The Correlation Between Cap Rate and IRR

ADAM GOWER: And how does cap rate, again, during a cycle, how does it correlate to IRR, to the Internal Rate of Return?

SPENCER LEVY: Sure. So an Internal Rate of Return is the net present value if the discount rate was zero.

ADAM GOWER: Right.

SPENCER LEVY: So that is what the math of a IRR is, you know.

ADAM GOWER: Right. Which is how everybody speaks, right?

SPENCER LEVY: Right. So that's that's the math of it all. OK. Now that you know the math. The IRR is really, the unlevered IRR is, I think, a much better metric of value than is a cap rate, because a cap rate is very static. It's based upon either one year forward or one year back or stabilised. Right/ I think that the unlevered IRR is a much better metric of value. It is used by most people in the finance field, certainly every lender, every sophisticated investor, because it talks about what is the returns going to be over your hold period, not just year zero.

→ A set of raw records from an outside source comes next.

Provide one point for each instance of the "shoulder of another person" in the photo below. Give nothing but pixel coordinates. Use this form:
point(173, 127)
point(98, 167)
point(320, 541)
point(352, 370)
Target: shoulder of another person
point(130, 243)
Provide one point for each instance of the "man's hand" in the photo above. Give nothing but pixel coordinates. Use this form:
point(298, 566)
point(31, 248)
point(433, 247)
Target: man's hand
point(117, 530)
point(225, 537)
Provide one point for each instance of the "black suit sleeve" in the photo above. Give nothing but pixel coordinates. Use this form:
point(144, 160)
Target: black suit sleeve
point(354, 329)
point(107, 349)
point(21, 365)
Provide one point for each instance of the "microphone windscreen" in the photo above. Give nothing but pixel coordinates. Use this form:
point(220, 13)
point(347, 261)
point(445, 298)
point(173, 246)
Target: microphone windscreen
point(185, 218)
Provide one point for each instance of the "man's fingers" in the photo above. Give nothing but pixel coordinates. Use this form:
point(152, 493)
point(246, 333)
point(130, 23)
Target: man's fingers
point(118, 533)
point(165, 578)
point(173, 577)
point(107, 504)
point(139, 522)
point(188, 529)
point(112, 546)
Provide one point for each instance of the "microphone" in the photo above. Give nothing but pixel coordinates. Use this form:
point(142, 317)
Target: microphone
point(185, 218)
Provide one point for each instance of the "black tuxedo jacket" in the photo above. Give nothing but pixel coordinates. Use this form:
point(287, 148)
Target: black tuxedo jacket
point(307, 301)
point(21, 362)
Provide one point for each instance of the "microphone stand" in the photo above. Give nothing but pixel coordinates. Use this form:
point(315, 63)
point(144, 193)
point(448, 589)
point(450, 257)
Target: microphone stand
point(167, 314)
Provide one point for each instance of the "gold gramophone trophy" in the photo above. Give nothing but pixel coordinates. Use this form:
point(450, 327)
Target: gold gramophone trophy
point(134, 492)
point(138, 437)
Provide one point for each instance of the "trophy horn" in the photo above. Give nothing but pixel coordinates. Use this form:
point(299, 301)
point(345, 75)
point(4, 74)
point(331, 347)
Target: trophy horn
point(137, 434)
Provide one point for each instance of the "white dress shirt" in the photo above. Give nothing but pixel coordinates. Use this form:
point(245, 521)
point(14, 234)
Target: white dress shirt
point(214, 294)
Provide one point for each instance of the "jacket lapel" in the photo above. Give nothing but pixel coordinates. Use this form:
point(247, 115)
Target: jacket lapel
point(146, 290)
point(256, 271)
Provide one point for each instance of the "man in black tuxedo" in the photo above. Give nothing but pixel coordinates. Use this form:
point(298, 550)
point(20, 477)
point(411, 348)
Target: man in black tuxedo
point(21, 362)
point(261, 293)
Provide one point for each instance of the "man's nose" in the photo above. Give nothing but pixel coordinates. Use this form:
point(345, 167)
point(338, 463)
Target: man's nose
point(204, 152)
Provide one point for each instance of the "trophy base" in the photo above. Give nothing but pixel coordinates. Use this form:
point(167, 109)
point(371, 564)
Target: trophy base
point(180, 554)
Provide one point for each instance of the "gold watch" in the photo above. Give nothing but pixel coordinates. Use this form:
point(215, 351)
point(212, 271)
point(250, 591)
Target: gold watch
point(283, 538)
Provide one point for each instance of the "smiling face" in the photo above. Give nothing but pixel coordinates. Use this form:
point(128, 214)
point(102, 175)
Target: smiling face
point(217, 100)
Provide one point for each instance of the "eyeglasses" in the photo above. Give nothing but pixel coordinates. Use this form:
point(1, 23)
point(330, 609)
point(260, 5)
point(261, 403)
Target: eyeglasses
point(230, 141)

ADAM GOWER: Is the unlevered IRR the average cap rate over a period of investment?

SPENCER LEVY: If you were to take the unlevered IRR. I'll say the unlevered IRR were 10. The answer is no. And I'll tell you why it's not, because you also, in a cash flow stream, if you had an infinite cash flow stream, yes, it would be.

But you don't have an infinite cash flow stream. What you have is an exit cap rate. And that exit cap rate has to be calculated based on something. And so you're getting that cash back. So ultimately, they're not exactly the same. They're similar, but not exactly the same.